Friday, October 10, 2008

More to It, My Dear.

Dengarkan ini,
There are more to it than what you see
Sebenarnya ia lebih dari hasrat hati
You will never know what had happened
Di sini ku menyatakan sepenuh harapan
Breaks me to see all these happening
Seperti tiada petunjuk dari ilahi
Tonight, it's time to make it all clear

Hidup penuh dengan pancaroba
There is no such thing as an easier way out
Apabila kita perlu memberi sepenuh usaha
And we gave up
Di situ hilangnya segalanya

I wish that its not this plain
Entah ke mana arah tujuan ku
Everything I see kills me at times
Dan ku tidak mahu melukai hati mereka
I never intended to see all that
Melalui segalanya
It slices my heart as I leave it to be.

Jangan melukai hati sesiapa
But you hurt mine.

Segalanya adalah sebahagian daripada kehidupan
This is not a love poem
Tetapi adalah sebahagian daripada hidupku.

Thursday, October 09, 2008

Turn to The Right Way... Never Turn Left

I have a lot to do right now, actually. But I think I should squeeze some time to express my feelings these past few days. I'm tired of emotionally being pushed by everyone. I'm trying hard not to get into other people's line. My mind's had always been drifting to space these days, and this is the best time to STOP.
I believe in the Great Power of God. I believe that I should always try to be patient, no matter what it is that befalls me. I'm an ordinary person, typical and there are times that I'd breakdown and lose it. I feel bad sometimes. I guess that was why my past left me. I'm not trying to bring up stories from there. But it bothers me, because I don't think I've been doing much of a good improvement on myself.
There are times when I actually frightened myself with my never-ending emotional nonsense. In the end, I'd be embarassing myself and would pressure my emotions worst. Sounds very stupid right? I know.
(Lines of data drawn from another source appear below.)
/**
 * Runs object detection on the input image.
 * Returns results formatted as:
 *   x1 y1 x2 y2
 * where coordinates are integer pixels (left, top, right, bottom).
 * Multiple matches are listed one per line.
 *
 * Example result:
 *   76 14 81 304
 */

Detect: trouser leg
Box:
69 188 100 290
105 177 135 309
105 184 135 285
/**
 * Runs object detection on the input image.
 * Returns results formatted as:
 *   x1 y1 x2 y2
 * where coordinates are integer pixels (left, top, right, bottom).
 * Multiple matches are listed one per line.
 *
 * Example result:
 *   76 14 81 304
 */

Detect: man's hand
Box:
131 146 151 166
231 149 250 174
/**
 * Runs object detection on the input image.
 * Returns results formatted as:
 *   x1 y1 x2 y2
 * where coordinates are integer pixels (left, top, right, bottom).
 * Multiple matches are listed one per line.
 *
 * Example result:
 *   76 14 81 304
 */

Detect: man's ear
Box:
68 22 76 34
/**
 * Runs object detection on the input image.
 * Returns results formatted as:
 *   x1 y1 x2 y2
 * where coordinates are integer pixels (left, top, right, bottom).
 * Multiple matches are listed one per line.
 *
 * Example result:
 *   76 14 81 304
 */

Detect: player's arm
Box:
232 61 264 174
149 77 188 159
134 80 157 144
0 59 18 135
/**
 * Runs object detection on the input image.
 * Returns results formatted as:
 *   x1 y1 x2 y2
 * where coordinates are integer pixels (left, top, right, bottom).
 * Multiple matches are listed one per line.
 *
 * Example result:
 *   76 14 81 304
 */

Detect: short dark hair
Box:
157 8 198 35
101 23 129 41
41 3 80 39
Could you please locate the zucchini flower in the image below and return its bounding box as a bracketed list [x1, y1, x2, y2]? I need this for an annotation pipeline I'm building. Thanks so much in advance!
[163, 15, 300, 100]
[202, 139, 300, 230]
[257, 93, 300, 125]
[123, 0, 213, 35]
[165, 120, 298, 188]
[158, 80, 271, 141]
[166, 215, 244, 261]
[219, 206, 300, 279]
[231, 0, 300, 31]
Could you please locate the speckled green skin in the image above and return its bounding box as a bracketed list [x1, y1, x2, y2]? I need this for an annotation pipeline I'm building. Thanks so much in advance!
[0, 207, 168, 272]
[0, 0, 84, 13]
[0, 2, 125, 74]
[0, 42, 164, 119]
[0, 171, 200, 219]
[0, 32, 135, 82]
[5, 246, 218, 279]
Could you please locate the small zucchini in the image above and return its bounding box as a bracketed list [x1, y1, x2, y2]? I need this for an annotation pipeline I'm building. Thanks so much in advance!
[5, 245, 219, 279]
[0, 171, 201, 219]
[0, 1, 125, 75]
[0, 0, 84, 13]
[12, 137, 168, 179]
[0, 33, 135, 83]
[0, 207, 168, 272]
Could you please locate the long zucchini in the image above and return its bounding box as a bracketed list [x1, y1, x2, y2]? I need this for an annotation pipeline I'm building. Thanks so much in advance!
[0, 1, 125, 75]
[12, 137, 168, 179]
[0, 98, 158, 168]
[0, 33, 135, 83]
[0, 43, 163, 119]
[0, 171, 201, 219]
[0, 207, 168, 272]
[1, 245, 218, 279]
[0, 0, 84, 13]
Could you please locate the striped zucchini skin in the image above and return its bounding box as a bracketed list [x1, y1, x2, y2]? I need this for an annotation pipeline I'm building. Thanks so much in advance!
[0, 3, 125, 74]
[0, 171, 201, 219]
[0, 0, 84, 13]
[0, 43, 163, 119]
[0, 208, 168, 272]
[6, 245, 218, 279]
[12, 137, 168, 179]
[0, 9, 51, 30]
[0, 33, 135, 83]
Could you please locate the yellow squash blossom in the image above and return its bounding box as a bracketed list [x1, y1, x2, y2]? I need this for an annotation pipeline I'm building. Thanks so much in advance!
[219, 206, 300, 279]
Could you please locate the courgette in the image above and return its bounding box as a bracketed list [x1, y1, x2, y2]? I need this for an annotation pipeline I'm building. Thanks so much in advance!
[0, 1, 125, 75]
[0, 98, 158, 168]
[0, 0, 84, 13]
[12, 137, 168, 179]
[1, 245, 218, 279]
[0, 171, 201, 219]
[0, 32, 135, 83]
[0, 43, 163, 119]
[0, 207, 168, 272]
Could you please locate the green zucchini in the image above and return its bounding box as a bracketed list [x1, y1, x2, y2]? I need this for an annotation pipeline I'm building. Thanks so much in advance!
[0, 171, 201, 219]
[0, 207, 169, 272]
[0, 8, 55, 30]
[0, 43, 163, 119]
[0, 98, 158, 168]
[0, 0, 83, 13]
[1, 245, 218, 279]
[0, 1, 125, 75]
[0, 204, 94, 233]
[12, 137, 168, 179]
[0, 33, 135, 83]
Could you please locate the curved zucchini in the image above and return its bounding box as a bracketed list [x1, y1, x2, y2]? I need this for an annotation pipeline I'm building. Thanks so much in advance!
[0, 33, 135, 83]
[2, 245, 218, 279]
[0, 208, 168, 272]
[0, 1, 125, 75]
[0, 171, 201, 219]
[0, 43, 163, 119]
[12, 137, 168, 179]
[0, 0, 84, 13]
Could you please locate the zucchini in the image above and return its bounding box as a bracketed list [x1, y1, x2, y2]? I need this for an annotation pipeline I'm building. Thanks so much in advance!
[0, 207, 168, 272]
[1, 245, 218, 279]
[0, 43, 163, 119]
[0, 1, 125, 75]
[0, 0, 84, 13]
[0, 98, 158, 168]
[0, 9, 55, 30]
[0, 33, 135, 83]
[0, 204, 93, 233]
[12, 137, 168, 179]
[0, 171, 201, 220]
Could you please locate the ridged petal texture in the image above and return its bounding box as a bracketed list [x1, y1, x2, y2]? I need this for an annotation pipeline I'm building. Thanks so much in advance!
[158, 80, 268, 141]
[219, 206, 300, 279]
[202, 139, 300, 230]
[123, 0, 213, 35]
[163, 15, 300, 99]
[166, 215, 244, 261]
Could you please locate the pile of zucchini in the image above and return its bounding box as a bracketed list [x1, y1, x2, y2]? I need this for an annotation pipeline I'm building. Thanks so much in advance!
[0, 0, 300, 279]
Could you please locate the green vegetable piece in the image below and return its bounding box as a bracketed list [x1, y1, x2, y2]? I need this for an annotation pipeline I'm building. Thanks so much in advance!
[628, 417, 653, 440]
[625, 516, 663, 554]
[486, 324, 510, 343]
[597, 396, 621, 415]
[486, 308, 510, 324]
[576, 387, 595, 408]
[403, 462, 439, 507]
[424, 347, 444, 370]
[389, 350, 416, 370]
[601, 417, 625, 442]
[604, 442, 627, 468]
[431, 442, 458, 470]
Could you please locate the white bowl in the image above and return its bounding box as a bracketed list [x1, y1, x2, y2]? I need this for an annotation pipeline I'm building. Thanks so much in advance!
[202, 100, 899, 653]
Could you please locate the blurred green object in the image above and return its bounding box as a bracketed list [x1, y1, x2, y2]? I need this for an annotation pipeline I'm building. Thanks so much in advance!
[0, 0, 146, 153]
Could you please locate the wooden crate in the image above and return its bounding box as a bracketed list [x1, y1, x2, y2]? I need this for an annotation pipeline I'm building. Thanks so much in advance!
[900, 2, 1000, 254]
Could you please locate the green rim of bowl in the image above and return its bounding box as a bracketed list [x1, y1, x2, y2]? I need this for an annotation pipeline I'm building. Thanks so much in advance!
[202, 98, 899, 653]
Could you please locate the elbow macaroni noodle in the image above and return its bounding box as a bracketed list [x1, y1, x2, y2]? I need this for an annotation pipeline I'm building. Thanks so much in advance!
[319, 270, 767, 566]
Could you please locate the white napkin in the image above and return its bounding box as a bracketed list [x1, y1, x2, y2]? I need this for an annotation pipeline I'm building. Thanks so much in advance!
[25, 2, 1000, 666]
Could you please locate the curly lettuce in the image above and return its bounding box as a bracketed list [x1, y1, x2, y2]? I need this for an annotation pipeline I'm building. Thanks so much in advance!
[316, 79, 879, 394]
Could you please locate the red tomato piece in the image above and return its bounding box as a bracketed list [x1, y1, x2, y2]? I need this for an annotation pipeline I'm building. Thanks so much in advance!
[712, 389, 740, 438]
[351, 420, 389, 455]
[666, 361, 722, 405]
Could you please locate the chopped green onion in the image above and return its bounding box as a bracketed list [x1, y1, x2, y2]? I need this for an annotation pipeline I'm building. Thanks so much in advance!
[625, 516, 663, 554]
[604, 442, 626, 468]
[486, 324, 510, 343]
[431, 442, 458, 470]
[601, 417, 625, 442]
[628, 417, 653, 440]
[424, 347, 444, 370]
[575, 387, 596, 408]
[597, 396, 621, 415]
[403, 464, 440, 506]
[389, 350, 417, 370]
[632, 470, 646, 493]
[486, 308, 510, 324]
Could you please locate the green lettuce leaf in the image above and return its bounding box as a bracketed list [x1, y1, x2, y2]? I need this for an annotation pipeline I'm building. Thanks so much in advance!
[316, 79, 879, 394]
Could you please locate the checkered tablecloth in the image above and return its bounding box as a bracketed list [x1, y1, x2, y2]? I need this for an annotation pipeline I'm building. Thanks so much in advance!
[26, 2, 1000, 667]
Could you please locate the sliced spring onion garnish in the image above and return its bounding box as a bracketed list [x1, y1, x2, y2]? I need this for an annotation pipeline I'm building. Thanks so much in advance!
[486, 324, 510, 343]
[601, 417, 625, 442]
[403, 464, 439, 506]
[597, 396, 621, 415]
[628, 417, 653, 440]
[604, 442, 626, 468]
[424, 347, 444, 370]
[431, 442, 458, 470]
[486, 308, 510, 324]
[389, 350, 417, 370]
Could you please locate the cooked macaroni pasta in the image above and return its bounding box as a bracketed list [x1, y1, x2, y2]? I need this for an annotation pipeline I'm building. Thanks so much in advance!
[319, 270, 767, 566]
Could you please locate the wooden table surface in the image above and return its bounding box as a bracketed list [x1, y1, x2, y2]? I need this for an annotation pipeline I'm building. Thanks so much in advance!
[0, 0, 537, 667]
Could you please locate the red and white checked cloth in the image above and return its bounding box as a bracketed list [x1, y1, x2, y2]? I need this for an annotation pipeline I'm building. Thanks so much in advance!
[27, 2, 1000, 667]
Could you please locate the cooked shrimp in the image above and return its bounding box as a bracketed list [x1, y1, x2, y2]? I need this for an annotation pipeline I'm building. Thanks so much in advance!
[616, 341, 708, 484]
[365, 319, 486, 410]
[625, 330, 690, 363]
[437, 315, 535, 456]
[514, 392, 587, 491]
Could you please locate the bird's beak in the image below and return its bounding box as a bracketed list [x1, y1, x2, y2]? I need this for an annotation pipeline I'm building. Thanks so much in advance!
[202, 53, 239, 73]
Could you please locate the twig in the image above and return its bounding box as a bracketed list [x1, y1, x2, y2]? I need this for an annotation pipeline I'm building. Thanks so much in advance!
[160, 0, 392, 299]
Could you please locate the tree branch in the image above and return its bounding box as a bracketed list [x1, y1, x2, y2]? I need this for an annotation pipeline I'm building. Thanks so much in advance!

Imagine being the person that has to face all that, unintentionally.
I enjoy looking at other people being happy, especially if I have something to do with it :) . And it'd hurt badly to see someone being sad and sorry for themselves. And I promise, that I'd feel worst if it happened because of me. How can I ever make everyone happy? How could I live knowing that I've hurt feelings of people I love and care about and the feelings of people I may not know much about? I am always scared of all that. I hope that I'd never be too late to do the right things. I hope that I'd repent and focus on doing the better things in life. I'd hate to burden anyone, although I fairly know that i have been such a drag to my parents' lives... and probably to some members of my family, and friends.. sorry eh. I'll always love all of them :'( I'm so emo now, that I'm close to tears. DAMN IT! gaaahh!!!

Monday, October 06, 2008

dooped

please do not double that one!

Saturday, October 04, 2008

Trouble Sleeping by Corinne Bailey Rae



It's late and I'm feeling so tired
Having trouble sleeping.
This constant compromise
Between thinking and breathing.
Could it be I'm suffering
Because I'm never give in?
Won't say that I'm falling in love
Tell me I don't seem myself
Couldn't I blame something else?
Just don't say I'm falling in love
Some kind of therapy
Is all I need
Please believe me
Some instant remedy
That can cure me completely
Could it be that I'm suffering
Because I'll never give in?
Won't say that I'm falling in love
Tell me I don't seem myself
Couldn't I blame something else?
Just don't say I'm falling in love
'cause I've been there before and it's not enough
So nobody say it
Don't even say it
I ve got my eyes shut
Won't look, oh
No, I'm not in love
Could it be I'm suffering
Because I'll never give in?
Won't say that I'm falling love
Tell me I don't seem myself good enough for something else
Just don't say I'm falling in love
Falling in love
Just don't say I'm falling in love
Oh, yeah
Falling love ooh
Oh, oh, don't say that I'm falling in love,
don't say that, oh
Just don't say that I'm falling in love, yeah
Just don't say that I'm falling in love
Don't say but in the answer
'Cause I'll never give in
Oh
Falling in love
Yeah
Oh

*note to self:
- try to sleep.
- try not to think too much
- try not to be silly
- o God, this song reminds me that I need therapy!